Over the next week or so, as the headlines focus on the congressional map, we need to continue to scan the legislative horizon for issues that could affect Washington County. All indications suggest that we have nothing to worry about — that if anyone plans an attack, it will be a surprise. But then again, we have been surprised before.
Brien Poffenberger, president
Hagerstown-Washington County Chamber of Commerce
The sabbath is for all, not just Jews
To the editor:
I would like to make a correction to a letter published Oct. 5. The statement that “nobody today is expected to keep the fourth commandment. The Sabbath was given to the children of Israel and to them only” is not exactly correct.
The 10 Commandments were not the first mention of the sabbath in the Bible. The sabbath originated at the end of creation week when God set it aside as a memorial of His creative powers and His desire to spend a day each week with us. He blessed and set it aside (sanctified) for that purpose (Gen. 2:1-3). His reiteration of it and the other nine precepts to the newly rescued Jews were meant to remind them of God’s way, which their long stint in slavery in a pagan land (400 years) had effectively erased from their memories.
So, yes, it was made for all men and women for all time, not just the Jews. Our loving creator and redeemer God still desires to spend that day with us each week.
Roundabouts, or rotaries, can work quite well
To the editor:
I’m originally from Massachusetts and have a different view of roundabouts (called “rotaries” in Massachusetts) than some of those expressed recently in the newspaper.
The problem locally seems to be driving etiquette: “I’m gonna get there first.” If people would relax a little and act with Christian forgiveness, the value of a roundabout — calming effect as well as enabling traffic merging — might be easier to understand.
Consider the logistics of roundabouts. When approaching an intersection, for safety, you consider vehicles in at least three directions. Whereas, at a roundabout, you need only consider one direction. Roundabout rules dictate that vehicles within the roundabout have the “right-of-way;” therefore, when approaching, you worry only about the vehicles to your left, and never stop within the roundabout. (Unlike the configuration near City Park, where ‘Yield’ signs cause vehicles to stop dangerously within the roundabout.)

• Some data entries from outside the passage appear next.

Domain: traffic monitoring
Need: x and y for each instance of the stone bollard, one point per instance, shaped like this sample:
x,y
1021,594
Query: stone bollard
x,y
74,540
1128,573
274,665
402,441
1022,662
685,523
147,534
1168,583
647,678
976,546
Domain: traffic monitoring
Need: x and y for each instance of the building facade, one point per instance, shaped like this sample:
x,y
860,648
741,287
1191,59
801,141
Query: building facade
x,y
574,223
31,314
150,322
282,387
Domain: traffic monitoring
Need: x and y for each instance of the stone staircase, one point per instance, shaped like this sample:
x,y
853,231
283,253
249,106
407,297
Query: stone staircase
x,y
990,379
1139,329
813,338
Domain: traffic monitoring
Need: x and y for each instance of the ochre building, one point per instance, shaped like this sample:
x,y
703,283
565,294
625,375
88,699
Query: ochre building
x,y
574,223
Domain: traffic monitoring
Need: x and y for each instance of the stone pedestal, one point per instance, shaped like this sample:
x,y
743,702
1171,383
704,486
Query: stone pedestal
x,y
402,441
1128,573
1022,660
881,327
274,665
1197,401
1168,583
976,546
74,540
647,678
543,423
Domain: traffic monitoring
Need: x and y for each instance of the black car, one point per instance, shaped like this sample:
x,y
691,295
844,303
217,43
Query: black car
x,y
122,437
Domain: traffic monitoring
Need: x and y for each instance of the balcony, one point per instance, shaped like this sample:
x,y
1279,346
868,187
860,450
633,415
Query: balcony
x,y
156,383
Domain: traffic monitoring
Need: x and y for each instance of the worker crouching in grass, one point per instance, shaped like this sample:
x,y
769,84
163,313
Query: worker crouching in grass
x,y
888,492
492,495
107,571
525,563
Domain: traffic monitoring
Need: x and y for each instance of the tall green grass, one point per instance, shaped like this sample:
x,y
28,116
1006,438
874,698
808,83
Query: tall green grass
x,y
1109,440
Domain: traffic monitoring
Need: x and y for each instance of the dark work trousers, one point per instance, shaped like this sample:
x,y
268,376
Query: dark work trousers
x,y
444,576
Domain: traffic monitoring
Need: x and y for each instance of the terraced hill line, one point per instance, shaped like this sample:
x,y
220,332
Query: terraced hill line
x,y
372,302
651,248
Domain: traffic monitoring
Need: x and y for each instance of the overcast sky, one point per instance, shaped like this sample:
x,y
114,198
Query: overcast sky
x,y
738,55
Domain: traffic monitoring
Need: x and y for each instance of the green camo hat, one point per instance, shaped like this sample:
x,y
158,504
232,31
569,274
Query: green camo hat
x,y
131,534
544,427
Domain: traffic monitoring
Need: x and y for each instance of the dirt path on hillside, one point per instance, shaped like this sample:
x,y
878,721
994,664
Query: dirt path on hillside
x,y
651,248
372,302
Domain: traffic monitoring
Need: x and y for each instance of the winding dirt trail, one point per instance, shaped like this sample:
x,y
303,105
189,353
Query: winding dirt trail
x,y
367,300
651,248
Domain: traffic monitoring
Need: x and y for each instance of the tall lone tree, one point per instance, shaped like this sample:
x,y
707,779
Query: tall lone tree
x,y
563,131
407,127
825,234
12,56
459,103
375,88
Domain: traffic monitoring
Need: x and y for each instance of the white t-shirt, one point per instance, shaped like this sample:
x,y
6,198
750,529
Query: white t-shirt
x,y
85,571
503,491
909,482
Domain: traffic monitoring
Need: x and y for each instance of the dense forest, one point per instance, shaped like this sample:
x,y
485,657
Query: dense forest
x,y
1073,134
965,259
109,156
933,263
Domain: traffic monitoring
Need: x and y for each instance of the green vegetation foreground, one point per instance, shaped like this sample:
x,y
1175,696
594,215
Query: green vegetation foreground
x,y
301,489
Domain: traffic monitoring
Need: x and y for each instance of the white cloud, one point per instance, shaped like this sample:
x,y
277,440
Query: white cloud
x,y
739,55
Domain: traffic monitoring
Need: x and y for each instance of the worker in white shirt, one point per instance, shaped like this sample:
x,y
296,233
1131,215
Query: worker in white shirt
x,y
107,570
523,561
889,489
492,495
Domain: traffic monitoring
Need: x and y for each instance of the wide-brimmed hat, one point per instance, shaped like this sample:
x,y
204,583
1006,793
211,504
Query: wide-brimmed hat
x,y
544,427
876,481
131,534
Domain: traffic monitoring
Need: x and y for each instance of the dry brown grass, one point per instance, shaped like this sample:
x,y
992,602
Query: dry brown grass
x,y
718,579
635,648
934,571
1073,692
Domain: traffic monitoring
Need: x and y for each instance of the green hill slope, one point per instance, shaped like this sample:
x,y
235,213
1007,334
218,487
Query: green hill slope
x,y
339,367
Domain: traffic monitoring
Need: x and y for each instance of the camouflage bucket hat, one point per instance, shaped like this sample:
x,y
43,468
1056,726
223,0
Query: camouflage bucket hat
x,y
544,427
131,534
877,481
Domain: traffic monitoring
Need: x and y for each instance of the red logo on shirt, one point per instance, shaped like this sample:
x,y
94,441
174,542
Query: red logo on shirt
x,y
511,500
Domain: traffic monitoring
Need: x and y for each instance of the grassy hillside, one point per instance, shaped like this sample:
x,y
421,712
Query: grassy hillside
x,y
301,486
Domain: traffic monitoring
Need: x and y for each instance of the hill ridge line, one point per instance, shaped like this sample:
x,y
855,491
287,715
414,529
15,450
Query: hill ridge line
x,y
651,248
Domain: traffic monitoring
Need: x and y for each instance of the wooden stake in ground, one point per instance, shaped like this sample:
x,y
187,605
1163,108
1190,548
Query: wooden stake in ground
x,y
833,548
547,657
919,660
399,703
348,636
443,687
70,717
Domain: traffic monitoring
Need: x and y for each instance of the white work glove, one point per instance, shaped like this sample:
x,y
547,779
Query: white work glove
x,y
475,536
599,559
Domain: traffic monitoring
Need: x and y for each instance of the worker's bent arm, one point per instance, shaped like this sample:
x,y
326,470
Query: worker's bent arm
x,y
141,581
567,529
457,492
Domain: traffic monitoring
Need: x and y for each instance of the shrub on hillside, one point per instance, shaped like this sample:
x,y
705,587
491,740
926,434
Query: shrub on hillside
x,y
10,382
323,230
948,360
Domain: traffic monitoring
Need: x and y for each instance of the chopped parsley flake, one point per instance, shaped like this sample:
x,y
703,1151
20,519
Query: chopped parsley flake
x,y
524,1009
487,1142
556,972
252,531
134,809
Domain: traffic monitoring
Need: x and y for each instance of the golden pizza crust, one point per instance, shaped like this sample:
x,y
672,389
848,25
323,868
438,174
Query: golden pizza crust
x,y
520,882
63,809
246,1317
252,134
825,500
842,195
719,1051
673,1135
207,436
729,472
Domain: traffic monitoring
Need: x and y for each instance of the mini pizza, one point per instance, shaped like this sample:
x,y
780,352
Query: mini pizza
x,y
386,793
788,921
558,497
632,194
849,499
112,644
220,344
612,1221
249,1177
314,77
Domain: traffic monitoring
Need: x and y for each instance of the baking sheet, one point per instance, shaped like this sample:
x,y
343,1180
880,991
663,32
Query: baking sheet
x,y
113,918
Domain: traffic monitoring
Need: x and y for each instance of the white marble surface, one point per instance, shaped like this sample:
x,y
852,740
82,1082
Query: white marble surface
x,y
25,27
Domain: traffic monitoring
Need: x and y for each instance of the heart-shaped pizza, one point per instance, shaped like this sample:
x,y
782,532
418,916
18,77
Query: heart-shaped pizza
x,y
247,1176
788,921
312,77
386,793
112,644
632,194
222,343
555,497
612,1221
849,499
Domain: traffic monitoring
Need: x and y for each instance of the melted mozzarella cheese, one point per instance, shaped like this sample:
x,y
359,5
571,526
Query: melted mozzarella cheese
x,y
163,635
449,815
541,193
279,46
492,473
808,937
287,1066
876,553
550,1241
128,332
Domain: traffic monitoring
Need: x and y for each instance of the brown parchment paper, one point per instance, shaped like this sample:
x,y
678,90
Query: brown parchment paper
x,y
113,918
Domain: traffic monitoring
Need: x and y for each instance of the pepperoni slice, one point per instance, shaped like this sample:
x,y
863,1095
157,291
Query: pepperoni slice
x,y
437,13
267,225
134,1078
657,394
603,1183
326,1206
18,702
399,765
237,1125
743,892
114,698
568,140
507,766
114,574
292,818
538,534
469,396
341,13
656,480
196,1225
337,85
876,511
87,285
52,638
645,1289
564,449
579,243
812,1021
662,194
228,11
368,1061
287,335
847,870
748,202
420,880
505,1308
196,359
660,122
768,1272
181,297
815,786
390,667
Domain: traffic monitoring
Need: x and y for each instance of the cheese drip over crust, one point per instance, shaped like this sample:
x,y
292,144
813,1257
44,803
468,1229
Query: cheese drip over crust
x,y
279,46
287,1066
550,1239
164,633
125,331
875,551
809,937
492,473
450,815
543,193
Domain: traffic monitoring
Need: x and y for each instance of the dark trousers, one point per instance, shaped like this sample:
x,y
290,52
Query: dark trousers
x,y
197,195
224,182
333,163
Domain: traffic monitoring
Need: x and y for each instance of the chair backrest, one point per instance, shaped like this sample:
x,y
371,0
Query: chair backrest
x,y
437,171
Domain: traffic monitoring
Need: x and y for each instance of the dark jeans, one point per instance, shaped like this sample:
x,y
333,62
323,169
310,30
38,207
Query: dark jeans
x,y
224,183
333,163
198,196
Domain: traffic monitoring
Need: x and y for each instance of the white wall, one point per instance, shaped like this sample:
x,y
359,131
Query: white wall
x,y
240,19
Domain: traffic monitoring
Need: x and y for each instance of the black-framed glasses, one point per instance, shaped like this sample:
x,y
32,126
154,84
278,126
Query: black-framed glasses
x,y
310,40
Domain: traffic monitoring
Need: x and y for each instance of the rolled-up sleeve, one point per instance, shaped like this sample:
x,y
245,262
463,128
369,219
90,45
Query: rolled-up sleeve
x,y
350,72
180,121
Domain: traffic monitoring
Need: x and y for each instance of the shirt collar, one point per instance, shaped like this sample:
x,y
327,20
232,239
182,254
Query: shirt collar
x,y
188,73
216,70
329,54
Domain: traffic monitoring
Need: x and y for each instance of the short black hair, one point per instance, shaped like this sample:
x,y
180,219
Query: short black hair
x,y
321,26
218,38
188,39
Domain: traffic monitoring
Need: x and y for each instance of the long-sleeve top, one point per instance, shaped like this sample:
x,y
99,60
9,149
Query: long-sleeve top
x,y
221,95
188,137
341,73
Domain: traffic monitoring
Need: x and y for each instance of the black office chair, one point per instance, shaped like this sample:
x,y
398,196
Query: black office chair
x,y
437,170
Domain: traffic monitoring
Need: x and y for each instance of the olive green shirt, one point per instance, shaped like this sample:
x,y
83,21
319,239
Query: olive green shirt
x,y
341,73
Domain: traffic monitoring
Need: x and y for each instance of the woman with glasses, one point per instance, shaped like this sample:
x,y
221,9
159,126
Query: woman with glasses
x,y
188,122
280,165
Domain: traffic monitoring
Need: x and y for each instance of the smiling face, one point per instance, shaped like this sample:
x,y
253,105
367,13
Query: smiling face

It’s been said that drivers (students in a hurry or commuters in a grump) could cause a roundabout disaster at rush hour. In my Massachusetts experience, quite the opposite is true; large volumes quite safely navigate two, three and more roads intersecting at a rotary. A retired planner speaking at a Citizens for the Protection of Washington County meeting, said that roundabouts are safer (scrapes instead of T-bone crashes) than signalized intersections.
There are some local roundabouts that seem to work fairly well, like the intersection of Mt. Aetna Road and Md. 66; although an increase in the radius of that circle could greatly enhance its workability.